Below is a picture of Earth and the Moon. Our planet is obvious, on the far right side of the image, but the Moon is a little harder to spot. Do you see it?

This isn't a prank. The Moon is there. NASA's Lucy probe, a mission to a group of asteroids near Jupiter, snapped this photo as it zoomed past Earth on October 13.

Not many spacecraft get this perspective of our planet and its rocky satellite.

It varies, but on average the Moon is 238,855 miles from Earth. On a cosmic scale, that's not very far, but you could fit 30 Earths into that space. That's why it took three days for Apollo astronauts to reach the Moon.

NASA's new lunar rocket, called the Space Launch System, is set to spend 25 days traveling to the Moon, swinging a wide U-turn around it, and coming back to Earth. In short: It's far away.

So do you see the Moon in the image below? Here's a hint: It's on the left side of the picture.

A black and white photo of Earth and the Moon.

Marina Koren, a staff writer covering space at The Atlantic, had trouble spotting it too.

"Every time I think I see it, I end up wiping another dust particle from my screen. Where is it??" she wrote on Twitter.

Well, it's right here.

A dim photo of the Earth and the Moon.

Still don't see it?
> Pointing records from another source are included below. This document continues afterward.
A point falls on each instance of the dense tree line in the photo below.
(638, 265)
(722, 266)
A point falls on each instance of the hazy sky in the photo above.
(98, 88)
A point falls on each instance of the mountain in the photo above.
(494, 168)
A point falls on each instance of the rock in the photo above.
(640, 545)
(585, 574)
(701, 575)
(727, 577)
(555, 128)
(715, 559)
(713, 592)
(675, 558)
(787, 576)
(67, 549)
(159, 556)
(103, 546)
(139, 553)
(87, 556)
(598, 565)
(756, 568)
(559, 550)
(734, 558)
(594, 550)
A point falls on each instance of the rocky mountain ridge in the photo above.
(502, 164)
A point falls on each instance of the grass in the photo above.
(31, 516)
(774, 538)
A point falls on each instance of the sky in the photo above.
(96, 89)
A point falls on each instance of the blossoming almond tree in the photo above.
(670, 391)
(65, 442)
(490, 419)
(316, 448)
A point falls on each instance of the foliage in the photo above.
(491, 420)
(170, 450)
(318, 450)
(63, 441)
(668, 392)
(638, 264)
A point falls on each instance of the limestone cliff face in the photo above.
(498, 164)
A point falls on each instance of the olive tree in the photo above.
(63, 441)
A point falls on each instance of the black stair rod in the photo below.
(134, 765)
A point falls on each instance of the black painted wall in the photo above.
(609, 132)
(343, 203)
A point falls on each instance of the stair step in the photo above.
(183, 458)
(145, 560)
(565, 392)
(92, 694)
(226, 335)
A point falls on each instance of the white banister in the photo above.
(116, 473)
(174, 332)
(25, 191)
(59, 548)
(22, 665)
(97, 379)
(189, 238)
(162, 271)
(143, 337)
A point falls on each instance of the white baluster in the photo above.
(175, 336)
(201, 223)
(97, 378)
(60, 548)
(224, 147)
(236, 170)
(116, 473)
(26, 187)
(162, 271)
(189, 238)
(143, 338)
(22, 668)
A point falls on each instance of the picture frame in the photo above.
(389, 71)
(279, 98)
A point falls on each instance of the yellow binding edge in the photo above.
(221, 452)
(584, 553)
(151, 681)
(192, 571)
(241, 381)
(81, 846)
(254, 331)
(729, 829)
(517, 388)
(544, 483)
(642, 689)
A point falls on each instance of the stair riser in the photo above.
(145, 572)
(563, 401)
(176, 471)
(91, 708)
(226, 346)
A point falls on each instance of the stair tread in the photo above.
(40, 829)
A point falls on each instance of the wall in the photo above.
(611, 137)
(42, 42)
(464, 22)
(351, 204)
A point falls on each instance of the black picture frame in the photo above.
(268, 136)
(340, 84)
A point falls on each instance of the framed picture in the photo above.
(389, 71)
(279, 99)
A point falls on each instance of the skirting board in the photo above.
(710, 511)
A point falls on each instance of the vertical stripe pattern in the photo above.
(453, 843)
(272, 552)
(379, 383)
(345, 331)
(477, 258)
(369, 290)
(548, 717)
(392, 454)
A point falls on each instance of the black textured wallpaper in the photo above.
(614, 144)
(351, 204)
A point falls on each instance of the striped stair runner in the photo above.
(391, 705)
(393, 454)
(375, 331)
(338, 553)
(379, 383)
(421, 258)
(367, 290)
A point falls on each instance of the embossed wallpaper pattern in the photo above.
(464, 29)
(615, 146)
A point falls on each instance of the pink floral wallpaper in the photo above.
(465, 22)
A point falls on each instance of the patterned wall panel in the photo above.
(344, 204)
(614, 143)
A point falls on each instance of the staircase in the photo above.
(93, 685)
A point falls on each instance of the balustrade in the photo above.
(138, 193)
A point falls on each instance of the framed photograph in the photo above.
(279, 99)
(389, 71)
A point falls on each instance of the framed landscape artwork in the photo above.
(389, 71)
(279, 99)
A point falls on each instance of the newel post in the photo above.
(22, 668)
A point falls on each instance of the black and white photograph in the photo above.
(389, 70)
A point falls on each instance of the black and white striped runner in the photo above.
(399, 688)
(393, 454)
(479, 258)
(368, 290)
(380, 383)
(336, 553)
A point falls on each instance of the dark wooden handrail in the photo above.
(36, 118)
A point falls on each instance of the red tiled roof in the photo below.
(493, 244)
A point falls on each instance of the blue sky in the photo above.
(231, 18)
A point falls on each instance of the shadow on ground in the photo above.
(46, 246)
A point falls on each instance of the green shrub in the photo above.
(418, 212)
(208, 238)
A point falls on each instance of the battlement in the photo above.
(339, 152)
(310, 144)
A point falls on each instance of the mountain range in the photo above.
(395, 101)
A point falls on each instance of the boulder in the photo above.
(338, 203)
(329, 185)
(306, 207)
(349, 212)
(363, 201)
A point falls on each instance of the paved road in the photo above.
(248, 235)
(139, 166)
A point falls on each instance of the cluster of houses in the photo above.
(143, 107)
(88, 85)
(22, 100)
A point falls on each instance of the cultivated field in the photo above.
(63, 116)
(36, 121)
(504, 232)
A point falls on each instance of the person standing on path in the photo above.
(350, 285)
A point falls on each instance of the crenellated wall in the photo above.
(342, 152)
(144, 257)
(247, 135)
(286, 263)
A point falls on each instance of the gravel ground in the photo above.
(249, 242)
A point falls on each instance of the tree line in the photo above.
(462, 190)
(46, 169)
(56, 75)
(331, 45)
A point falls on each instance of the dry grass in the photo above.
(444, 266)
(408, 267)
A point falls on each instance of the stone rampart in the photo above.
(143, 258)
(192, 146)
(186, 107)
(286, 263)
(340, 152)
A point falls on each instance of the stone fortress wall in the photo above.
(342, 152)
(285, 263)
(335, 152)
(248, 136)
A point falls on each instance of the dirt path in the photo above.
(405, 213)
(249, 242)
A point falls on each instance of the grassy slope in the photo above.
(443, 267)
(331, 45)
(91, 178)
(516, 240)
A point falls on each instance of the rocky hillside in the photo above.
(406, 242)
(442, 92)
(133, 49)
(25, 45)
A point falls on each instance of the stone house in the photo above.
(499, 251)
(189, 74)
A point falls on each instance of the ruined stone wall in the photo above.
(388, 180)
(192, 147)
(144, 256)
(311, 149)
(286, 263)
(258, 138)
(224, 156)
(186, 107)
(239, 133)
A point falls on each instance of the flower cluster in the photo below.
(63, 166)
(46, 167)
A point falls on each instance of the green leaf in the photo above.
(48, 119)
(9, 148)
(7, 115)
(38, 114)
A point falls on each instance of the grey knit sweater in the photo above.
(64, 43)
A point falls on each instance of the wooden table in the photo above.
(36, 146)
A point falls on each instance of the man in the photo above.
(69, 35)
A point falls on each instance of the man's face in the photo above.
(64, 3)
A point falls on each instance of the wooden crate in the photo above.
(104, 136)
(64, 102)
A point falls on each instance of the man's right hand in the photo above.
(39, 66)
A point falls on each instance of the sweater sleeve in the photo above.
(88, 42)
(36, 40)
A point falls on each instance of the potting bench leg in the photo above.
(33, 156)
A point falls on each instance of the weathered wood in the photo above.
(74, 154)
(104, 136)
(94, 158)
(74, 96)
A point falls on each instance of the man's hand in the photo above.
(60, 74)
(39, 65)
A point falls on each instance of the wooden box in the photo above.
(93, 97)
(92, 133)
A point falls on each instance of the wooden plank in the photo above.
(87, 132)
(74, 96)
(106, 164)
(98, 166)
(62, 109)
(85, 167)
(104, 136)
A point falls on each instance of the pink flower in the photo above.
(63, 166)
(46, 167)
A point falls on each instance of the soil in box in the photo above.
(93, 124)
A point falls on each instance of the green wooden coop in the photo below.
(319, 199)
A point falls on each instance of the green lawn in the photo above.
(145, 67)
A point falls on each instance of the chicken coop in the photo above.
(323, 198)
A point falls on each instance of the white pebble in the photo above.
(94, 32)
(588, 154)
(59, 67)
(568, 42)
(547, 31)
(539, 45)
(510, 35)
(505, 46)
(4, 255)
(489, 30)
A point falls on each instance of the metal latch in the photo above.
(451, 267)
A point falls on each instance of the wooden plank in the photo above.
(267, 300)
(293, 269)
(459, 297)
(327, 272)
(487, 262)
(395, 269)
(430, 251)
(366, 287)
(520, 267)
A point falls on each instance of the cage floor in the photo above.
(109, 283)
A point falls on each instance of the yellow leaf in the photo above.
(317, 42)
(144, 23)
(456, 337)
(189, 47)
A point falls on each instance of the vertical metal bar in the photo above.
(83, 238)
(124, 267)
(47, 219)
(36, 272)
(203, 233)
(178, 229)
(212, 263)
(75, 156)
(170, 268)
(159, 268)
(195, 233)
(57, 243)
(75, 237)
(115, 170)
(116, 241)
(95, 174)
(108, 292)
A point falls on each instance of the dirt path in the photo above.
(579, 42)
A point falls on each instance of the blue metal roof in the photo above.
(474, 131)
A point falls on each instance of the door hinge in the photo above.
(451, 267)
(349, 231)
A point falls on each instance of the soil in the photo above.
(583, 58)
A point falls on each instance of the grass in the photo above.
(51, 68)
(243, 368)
Let's turn up the brightness.

A brighter black and white photo showing the Earth and the Moon.

So that's how far away the Moon really is.

The Lucy probe was swinging past Earth to get an extra boost toward Jupiter, flinging itself toward the outer solar system with the force of our planet's gravity.

To calibrate its instruments, the spacecraft's camera system snapped these images from 380,000 miles away as it zoomed past.